Elsewhere in the Academy, Adam sat in common area with his Enhanced Cognition processing the social dynamics at an accelerated rate, Mental Dampening making him forgettable to casual observation as his mind already planning his network construction.

Spies, Adam thought. Good old spies, an Information gathering apparatus that operated throughout Academy.

Just for fun, he told himself. Just an intellectual exercise. Probably won't see much actual use.

But if it does—having the established network would provide an advantage.

He'd already identified potential recruits.

Students on financial aid. Candidates whose Academy attendance depended on maintaining good standing. People who needed resources and would trade information for assistance.

It wouldn't be in any form exploitation, Adam rationalized. A mutually beneficial exchange. They provide intelligence. I provide access to resources through my growing connections.

That's a fair transaction if I do say so myself.

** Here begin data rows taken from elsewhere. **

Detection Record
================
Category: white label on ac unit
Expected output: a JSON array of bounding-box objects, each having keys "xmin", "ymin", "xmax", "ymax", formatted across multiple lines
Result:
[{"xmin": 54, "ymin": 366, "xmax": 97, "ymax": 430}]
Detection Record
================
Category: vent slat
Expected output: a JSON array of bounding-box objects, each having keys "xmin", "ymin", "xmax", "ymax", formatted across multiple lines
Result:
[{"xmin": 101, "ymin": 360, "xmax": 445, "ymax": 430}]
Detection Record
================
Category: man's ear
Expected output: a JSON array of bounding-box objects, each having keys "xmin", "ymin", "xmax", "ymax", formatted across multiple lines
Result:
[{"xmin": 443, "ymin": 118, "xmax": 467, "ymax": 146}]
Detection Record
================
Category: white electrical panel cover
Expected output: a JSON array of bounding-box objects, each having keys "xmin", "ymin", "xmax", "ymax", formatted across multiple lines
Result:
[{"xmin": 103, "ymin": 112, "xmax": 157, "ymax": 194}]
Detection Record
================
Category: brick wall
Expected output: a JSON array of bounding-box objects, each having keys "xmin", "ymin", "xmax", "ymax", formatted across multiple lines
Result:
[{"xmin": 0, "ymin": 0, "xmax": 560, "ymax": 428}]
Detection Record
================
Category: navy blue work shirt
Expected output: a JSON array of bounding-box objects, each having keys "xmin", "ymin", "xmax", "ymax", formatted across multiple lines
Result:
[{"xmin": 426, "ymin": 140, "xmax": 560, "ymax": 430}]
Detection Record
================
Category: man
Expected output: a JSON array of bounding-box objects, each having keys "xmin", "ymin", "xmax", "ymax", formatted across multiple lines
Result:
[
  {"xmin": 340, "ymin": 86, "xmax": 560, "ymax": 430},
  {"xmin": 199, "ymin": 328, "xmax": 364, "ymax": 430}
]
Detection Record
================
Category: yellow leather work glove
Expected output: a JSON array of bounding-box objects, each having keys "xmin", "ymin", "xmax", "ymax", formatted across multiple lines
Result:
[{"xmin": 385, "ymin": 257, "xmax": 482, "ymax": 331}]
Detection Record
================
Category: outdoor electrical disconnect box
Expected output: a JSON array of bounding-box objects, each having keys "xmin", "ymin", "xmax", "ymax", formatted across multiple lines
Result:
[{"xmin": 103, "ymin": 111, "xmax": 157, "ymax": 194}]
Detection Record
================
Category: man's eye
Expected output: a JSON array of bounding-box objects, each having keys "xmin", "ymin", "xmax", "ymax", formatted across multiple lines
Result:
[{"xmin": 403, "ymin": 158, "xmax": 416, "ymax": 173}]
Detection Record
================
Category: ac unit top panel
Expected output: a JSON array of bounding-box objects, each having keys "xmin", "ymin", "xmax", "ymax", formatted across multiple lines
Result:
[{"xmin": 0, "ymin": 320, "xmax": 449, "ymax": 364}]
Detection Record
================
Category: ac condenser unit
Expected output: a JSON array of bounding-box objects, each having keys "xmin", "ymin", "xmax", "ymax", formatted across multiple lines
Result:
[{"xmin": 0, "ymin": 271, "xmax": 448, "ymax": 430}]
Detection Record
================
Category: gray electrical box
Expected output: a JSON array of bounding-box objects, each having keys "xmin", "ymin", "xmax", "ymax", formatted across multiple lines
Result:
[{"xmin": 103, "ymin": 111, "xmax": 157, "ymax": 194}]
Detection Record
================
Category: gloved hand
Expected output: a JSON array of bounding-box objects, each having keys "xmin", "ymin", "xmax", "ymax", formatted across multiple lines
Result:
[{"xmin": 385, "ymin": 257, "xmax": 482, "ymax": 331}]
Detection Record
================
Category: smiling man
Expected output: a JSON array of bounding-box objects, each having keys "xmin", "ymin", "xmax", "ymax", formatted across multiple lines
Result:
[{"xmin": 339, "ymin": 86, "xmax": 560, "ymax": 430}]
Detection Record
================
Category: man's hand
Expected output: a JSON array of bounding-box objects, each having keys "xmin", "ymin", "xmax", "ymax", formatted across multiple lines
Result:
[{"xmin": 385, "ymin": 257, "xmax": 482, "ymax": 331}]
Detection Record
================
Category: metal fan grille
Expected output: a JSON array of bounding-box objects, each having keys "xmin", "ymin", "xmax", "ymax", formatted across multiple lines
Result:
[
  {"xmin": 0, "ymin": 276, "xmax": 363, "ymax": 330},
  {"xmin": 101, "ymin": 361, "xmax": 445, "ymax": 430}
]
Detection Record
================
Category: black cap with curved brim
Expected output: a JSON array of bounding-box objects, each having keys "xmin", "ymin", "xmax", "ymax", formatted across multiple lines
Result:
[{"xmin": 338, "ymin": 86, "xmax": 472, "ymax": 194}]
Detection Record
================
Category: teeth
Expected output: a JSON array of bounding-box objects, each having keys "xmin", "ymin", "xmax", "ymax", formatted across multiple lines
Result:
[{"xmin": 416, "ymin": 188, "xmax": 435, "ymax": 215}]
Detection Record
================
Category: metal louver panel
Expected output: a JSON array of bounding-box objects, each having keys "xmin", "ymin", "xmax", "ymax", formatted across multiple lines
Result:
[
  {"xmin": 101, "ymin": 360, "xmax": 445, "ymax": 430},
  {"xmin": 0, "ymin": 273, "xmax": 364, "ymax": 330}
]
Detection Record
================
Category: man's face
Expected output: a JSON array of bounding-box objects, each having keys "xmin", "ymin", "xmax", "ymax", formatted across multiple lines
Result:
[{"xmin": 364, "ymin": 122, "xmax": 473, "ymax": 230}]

His Mental Dampening would protect both himself and his informants—reducing his detection probability, making the casual observers' minds slide past without registering his significance, creating a cognitive static that prevented any easy pattern recognition in their dealings.

Although he stated it was just for fun, he wanted to improve his mastery on his abilities as it was the only way to advance aside killing the crawlers and this was the fastest way he knew how, interacting with people and their minds.

He began shaping a recruitment pitch, smoothing its edges until it felt like an opportunity rather than pressure—an offer a person could accept without feeling cornered.

He knew the risk, though. His way of thinking had a habit of sliding too far, of turning people into pieces on a board instead of the living, complicated individuals they were.

And once he started seeing pieces instead of people, it got easier than it should have been.

Welp! I accepted this when I chose this path.

He finalized the recruitment list and began planning his initial contacts, already imagining the information network spreading throughout the Academy like an invisible web.

One recruit at a time, Adam thought.

One information source at a time.

That's my advancement.

Around him, the Academy moved through its familiar evening rhythm—candidates studying, talking, building alliances that mattered as much as lessons.

And Adam worked just as quietly, driven by a simple refusal: he would not remain powerless, not in a place where the weak were stepped on and forgotten.